Dari penelitian ini, fosil Kali Bodas berasal dari endapan paling bawah formasi Kaliglagah. "Usia fosil minimal 1,8 juta tahun. Kami masih punya tugas mengonfirmasi penanggalan absolut dengan uji sampel ke Prancis dan Cina. Tapi saya yakin hasil absolut tidak akan jauh bergeser dari 1,8 juta tahun," ujarnya. 
 
 
Harry pun takjub penemuan manusia purba Kali Bodas ini. Sebab, fosil manusia tertua yang ditemukan di Sangiran berusia 1,5 juta tahun. "Ini mengagetkan. Ternyata di Bumiayu ada manusia purba 1,8 juta tahun, sedangkan di Sangiran 1,5 juta tahun. Jadi fosil di Bumiayu ini lebih tua 300 ribu tahun," ungkapnya. 
 
Menurutnya, temuan ini mematahkan teori 'out of Africa' yang menyebutkan bahwa Homo erectus datang dari Afrika. Fosil Homo erectus tertua yang ditemukan sebelumnya berusia 1,8 juta tahun, hampir sama dengan fosil temuan terbaru di Bumiayu ini. 
 
Temuan ini juga menguatkan teori multiregional.
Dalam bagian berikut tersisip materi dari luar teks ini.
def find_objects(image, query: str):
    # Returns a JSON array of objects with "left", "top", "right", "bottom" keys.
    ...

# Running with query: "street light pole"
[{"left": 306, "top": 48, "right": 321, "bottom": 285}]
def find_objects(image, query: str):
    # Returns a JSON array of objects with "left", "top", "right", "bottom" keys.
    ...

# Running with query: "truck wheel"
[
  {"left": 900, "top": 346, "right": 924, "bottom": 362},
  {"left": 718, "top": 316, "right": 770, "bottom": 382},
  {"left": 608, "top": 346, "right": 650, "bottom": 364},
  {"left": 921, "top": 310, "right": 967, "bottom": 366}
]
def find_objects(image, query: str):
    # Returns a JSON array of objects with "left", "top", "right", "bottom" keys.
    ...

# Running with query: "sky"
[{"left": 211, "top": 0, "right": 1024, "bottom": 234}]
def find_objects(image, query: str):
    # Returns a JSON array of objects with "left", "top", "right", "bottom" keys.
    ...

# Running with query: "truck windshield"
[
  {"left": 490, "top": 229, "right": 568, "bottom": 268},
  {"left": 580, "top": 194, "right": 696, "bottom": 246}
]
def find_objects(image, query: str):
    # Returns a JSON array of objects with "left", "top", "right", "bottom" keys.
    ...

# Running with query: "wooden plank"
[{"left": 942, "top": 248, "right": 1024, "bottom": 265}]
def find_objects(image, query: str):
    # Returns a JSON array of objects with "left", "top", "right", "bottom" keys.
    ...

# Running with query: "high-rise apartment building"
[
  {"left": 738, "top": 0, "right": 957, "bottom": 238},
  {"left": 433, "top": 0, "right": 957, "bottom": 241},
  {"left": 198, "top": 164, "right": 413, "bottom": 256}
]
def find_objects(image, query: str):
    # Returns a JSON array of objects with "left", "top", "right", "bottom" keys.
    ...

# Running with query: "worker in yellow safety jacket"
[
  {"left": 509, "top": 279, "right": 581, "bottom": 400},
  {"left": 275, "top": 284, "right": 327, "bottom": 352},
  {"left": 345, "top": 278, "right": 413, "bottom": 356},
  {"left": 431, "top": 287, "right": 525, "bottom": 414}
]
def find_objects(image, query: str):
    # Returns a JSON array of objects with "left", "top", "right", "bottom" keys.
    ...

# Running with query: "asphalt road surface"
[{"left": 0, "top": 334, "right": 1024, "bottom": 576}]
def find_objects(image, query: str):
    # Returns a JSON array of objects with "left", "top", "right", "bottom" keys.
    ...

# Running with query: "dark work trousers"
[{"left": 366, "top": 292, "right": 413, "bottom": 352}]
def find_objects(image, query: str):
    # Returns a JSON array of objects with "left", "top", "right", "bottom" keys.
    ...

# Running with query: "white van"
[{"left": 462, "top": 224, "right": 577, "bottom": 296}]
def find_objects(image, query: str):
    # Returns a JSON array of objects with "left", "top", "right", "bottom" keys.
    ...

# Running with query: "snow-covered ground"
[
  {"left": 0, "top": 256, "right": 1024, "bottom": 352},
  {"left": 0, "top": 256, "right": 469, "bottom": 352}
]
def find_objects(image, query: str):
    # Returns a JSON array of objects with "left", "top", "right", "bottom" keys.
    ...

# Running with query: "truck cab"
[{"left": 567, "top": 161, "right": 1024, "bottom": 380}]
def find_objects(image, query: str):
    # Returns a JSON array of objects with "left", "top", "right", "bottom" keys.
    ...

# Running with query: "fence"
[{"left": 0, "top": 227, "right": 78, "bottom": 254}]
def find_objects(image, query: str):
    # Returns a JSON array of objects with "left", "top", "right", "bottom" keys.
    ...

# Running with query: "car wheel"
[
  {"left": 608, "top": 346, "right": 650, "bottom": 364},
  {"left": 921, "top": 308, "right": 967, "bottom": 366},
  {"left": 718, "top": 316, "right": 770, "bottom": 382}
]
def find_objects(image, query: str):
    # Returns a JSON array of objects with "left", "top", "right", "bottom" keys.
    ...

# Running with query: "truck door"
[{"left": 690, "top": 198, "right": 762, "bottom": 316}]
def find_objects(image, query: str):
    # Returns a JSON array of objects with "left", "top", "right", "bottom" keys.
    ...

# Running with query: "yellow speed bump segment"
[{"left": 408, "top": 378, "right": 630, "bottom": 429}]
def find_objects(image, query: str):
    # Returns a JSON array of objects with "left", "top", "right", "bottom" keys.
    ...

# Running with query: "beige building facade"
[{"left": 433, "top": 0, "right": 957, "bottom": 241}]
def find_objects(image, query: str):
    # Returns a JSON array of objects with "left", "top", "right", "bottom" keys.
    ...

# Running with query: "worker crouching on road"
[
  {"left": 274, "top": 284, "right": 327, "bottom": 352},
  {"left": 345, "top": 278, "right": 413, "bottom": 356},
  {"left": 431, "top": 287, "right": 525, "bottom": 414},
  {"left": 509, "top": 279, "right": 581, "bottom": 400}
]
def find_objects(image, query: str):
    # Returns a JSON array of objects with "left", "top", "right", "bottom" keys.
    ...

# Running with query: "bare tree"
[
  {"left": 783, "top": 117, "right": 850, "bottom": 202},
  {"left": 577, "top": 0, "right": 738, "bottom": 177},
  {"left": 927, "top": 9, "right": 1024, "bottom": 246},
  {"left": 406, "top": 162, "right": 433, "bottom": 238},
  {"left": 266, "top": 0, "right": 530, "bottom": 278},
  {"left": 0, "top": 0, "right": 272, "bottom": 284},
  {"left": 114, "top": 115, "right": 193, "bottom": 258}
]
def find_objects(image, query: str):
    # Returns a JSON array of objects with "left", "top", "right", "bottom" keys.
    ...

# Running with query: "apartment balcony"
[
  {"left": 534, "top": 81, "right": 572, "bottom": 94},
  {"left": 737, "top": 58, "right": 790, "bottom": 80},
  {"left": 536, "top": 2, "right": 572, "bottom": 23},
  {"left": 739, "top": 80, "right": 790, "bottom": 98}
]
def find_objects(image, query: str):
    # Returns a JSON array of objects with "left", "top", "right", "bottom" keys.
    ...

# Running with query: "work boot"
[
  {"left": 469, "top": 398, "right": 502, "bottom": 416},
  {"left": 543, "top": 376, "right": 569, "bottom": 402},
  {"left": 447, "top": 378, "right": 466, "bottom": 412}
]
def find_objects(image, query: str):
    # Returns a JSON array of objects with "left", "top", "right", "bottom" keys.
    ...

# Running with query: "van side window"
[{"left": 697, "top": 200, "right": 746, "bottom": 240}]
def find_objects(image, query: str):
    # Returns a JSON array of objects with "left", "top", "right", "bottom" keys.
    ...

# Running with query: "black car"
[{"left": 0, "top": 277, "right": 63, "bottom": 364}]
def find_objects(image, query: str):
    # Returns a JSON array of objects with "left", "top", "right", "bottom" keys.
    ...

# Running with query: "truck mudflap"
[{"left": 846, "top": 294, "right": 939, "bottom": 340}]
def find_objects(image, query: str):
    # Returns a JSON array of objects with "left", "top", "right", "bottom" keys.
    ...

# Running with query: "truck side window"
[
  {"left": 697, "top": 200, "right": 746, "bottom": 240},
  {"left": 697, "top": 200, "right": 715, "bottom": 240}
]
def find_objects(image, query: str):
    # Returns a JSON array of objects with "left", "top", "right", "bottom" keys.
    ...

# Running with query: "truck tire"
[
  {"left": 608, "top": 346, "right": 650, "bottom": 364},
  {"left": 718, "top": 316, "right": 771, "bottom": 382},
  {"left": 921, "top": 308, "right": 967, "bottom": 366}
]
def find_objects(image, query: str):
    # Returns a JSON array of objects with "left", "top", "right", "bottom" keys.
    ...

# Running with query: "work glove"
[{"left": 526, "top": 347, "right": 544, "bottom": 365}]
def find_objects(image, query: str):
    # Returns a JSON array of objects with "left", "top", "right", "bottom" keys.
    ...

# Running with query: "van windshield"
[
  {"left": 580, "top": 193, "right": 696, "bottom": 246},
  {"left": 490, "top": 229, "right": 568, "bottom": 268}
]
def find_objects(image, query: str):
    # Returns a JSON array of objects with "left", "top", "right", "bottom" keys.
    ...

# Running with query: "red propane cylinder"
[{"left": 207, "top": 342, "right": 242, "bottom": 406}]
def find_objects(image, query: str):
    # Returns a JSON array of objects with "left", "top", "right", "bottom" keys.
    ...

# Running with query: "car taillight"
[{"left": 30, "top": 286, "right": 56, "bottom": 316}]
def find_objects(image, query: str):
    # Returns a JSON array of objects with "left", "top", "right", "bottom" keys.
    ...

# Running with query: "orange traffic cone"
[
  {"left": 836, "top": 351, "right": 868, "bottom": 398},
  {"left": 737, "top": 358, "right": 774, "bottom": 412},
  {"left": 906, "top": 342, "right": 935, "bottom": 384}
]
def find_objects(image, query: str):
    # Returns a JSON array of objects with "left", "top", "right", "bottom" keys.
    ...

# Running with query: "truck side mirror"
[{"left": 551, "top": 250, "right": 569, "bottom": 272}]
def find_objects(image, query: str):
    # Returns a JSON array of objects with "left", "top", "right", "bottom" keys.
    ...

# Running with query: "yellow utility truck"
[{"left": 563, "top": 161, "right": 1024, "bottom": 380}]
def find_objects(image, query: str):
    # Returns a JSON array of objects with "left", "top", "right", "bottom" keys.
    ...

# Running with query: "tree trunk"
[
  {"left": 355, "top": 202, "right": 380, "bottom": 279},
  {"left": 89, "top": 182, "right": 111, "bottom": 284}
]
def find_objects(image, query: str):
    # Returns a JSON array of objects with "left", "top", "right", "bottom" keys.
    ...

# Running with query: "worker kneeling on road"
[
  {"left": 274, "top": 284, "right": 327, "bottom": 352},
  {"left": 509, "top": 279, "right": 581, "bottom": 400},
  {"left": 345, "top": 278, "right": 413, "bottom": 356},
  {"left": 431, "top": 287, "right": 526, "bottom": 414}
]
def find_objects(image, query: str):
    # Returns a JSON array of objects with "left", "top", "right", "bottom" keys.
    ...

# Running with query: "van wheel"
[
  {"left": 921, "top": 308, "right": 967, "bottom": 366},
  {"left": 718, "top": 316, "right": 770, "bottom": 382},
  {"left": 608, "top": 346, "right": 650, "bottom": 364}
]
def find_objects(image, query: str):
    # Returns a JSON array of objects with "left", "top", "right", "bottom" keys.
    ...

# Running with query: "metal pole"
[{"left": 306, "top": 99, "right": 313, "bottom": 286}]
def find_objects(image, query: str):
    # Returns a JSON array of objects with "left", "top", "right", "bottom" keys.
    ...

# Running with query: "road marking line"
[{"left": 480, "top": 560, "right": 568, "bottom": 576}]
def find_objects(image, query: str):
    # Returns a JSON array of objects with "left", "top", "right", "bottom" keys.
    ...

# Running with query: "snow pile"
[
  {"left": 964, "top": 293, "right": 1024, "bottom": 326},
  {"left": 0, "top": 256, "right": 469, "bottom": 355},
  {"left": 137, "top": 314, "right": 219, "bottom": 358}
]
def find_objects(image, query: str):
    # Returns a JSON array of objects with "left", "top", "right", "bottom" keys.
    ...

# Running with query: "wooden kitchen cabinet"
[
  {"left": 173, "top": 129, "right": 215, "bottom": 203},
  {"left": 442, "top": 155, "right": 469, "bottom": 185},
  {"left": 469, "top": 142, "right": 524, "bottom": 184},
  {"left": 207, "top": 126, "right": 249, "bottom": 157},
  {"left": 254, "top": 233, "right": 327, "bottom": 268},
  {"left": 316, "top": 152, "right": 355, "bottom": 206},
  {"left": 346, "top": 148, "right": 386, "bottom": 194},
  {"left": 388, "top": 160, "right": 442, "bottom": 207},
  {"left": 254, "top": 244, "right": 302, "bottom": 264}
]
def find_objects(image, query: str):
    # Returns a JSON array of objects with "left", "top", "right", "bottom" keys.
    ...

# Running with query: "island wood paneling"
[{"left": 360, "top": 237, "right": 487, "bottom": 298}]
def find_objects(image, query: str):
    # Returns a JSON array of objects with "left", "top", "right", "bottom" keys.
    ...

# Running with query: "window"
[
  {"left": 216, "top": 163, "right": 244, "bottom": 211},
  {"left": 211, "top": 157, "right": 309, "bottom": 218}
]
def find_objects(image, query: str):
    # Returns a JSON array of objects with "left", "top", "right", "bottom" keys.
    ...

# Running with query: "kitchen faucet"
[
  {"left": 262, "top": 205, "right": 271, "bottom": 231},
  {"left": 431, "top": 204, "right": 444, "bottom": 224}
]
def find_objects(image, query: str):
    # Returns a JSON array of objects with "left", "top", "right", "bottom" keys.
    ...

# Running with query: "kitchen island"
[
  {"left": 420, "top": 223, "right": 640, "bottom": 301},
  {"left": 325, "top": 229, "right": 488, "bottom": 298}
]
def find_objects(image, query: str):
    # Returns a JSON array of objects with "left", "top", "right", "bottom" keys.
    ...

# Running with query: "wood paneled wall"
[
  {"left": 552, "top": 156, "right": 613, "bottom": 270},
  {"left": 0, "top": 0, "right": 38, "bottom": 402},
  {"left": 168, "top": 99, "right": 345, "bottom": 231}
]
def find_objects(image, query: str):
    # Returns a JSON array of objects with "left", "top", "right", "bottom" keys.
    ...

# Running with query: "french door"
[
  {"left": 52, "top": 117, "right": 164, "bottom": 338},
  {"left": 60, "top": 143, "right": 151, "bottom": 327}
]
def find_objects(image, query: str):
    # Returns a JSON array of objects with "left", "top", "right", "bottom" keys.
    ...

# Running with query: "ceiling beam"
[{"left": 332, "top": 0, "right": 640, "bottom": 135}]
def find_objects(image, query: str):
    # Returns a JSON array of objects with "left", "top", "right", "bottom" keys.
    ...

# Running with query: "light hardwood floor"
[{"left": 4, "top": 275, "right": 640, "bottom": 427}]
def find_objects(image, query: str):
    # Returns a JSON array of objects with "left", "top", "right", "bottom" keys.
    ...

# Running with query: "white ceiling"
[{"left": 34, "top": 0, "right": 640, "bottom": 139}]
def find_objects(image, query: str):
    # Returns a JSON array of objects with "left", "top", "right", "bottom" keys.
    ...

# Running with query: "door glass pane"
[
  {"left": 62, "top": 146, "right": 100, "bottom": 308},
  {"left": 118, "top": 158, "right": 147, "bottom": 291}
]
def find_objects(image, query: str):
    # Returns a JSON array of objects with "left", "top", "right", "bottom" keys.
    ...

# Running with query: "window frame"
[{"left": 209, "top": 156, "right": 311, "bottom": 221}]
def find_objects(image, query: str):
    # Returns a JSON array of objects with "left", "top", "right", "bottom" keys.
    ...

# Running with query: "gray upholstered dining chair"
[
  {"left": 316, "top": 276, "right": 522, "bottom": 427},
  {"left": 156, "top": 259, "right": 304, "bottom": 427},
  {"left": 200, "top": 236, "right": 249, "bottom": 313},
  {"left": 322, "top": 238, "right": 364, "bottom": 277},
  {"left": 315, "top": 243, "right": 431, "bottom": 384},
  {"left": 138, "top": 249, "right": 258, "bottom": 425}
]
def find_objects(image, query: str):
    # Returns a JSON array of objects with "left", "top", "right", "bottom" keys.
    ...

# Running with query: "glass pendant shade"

Teori ini menyatakan bahwa daerah-daerah tertentu mampu memunculkan Homo erectus dan mereka sanggup melakukan evolusi sendiri. 
 
Harry menjelaskan, teori multiregional ini didukung bukti bahwa Homo erectus berusia 1,8 juta tahun bukan hanya ditemukan di Afrika, tapi juga di lokasi lain. Antara lain di Georgia (Amerika Serikat), daerah di Cina, hingga di Kali Bodas, Bumiayu, Brebes ini. "Tahun depan akan kami lakukan penelitian lagi di Bumiayu," pungkasnya.